In all, he was responsible for shepherding 6,321 Lilly Endowment grants to congregations, denominations and divinity schools. Among the most notable were grants supporting the creation of summer youth academies for high school students exploring a Christian vocation and a sabbatical program to help pastors take time off for theological reflection and renewal.
“He had this idea that the church provides a community of practice where we engage together intergenerationally and across centuries and cultures in practices which form us into who we are, and that’s what he wanted to work on,” said Dorothy Bass, who edited several books with Dykstra and served as the director of the Valparaiso Project on the Education and Formation of People in Faith.
For the most part, the grants Dykstra helped develop resisted individualistic and primarily intellectual notions of Christian faith in favor of congregational formation within communities.
“Theology and theological education are burdened by a picture of practice that is harmfully individualistic, technological, ahistorical, and abstract,” Dykstra once wrote. He wanted to cultivate practical theology — activities done together in the worship of God that form lifelong habits.
He wrote six books and multiple book chapters on Christian education and faith development.
Born in Detroit, Dykstra was raised in the Reformed Church of America. After completing an undergraduate degree in philosophy at the University of Michigan, he earned a master of divinity from Princeton Theological Seminary and served briefly as a Presbyterian pastor. He completed his Ph.D. at Princeton, then taught at Louisville Presbyterian Seminary and at Princeton Theological Seminary before being recruited to the Lilly Endowment in 1989.
L. Gregory Jones, who served as dean of the Duke Divinity School before becoming president of Belmont University, said he remembered Dykstra for helping guide his theological thinking. Years ago, after giving a talk on the decline of Christianity and the forces responsible for it, Jones said, Dykstra pulled him aside for a talk.

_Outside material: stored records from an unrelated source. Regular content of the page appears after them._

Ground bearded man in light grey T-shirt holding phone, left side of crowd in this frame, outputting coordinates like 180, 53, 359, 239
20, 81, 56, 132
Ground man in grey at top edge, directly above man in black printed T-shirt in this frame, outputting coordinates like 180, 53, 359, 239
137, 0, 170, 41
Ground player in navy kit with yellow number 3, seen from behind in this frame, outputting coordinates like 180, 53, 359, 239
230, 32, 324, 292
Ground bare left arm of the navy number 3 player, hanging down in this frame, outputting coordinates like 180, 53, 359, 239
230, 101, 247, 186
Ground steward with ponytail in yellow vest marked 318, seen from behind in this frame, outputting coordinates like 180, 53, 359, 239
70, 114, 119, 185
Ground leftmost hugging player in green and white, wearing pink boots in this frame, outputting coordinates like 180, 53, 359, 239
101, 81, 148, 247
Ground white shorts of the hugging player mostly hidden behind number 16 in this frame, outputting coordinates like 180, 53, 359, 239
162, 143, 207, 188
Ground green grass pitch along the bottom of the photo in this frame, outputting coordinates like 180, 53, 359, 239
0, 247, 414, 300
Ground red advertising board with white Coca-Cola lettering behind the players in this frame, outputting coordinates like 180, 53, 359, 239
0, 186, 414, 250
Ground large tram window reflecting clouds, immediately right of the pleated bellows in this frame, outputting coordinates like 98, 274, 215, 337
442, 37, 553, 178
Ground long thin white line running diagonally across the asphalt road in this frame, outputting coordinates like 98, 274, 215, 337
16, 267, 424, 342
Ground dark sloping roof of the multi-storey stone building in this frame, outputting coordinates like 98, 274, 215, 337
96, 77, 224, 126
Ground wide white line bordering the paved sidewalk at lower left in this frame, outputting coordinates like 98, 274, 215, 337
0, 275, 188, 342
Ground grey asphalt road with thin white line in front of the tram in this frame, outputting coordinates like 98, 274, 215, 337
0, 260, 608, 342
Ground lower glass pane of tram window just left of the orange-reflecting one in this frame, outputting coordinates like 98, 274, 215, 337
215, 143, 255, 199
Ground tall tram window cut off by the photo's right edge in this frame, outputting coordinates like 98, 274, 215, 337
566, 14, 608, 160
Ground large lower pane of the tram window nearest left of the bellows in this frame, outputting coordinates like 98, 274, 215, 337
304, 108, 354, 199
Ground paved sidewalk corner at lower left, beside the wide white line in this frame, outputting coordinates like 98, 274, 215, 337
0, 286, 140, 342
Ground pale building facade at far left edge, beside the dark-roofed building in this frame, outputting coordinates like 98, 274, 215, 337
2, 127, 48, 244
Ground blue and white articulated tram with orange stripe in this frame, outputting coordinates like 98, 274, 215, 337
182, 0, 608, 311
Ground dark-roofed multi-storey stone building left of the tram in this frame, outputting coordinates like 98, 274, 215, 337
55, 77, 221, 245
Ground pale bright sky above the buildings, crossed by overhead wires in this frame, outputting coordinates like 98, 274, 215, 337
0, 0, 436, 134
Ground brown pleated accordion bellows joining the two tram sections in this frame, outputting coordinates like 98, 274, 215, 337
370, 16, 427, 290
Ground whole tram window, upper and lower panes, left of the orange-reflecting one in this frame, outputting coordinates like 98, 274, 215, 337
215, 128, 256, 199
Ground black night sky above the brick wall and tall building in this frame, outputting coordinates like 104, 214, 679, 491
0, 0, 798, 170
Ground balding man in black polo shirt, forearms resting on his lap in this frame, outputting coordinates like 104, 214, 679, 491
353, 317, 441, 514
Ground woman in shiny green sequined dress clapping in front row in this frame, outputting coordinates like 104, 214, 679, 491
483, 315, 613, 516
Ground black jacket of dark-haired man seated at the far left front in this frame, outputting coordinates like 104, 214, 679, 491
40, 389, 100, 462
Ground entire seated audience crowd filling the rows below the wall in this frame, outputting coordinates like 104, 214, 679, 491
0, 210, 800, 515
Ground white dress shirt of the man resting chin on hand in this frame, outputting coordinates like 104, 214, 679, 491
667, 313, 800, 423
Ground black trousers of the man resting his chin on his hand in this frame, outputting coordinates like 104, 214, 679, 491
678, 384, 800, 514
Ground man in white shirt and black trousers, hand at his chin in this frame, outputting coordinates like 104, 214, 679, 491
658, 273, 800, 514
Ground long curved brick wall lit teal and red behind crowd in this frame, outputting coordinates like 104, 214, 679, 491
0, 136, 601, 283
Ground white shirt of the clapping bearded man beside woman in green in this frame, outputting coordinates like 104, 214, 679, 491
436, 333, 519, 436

“He said, anybody can provide that kind of narrative, that’s too easy. You really need to find ways to think about what solutions we could work toward,” Jones said. “It really changed my imagination. Rather than saying we can’t, and being an armchair quarterback, he (encouraged me) to focus on, ‘OK, how can I be part of creative solutions?’”
Dykstra also encouraged funding for religion journalism, including the PBS television news-magazine program “Religion and Ethics Newsweekly,” which aired weekly from 1997 to 2017, as well as the transformation of Religion News Service into a nonprofit in 2011.
A memorial service for Dykstra will be held June 20 at Second Presbyterian Church in Indianapolis, Indiana, where he and his wife, Betsy, were members.
(Editors note: Religion News Service receives support from the Lilly Foundation.)